Now Consul was able to recover easily (and internally raft elected a new leader), it was enough to just restart the service via systemctl restart consul
and cluster was available again under the new IP. See full log at gist:ef8a77d24696ba449b4038a85874bdbb · GitHub
Nomad however got stuck in a state I don’t know how to recover from, even after reading Outage Recovery | Nomad | HashiCorp Developer
This is a full log after restart (after new IP was leased & after Consul was restarted and running): gist:f17444857718e6b847192d8c0bdfa464 · GitHub
It is repeatedly issuing this error:
nomad: failed to reconcile: error="error removing server with duplicate ID \"68f3e132-263c-a7ea-c6e8-54858f65bac9\": need at least one voter in configuration: {[]}
For posterity, the old IP was 10.20.1.116
and new one 10.20.1.117
.
$ nomad server members
Name Address Port Status Leader Raft Version Build Datacenter Region
ubuntu.global 10.20.1.117 4648 alive true 3 1.3.2 dc1 global
$ nomad operator raft list-peers
Node ID Address State Voter RaftProtocol
(unknown) 68f3e132-263c-a7ea-c6e8-54858f65bac9 10.20.1.116:4647 follower true unknown
$ nomad operator raft remove-peer -peer-id=68f3e132-263c-a7ea-c6e8-54858f65bac9
Error removing peer: Unexpected response code: 500 (need at least one voter in configuration: {[]})
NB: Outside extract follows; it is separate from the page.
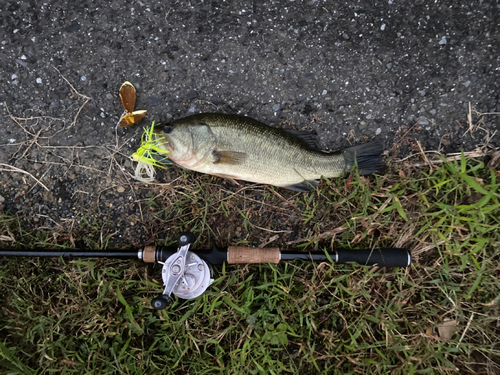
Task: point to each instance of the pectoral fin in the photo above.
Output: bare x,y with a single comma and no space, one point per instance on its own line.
229,157
304,186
Which leaves me with two questions:
- How do I now (manually) recover from this state?
- Is there any way I can configure the server such that it can recover automatically after restart, just like Consul does?
Related:
- Job persistence - single server cluster - #3 by XenoPhage
- Nomad stop working once DHCP lease of machine expires
- 1 Machine per Cluster - #3 by angrycub
In the last one @angrycub mentions the following
If you have to change the IP address of your node (or it could be changed in a restart—less of a concern in a bare-metal situation), you will either have to do peers.json recovery or wipe your state. The IP address is a component of the member ID in the raft data.
but for someone new to Nomad, it’s not clear to me where to find the peers.json
file? Also it’s still not clear to me why Nomad doesn’t auto-recover the same way Consul does.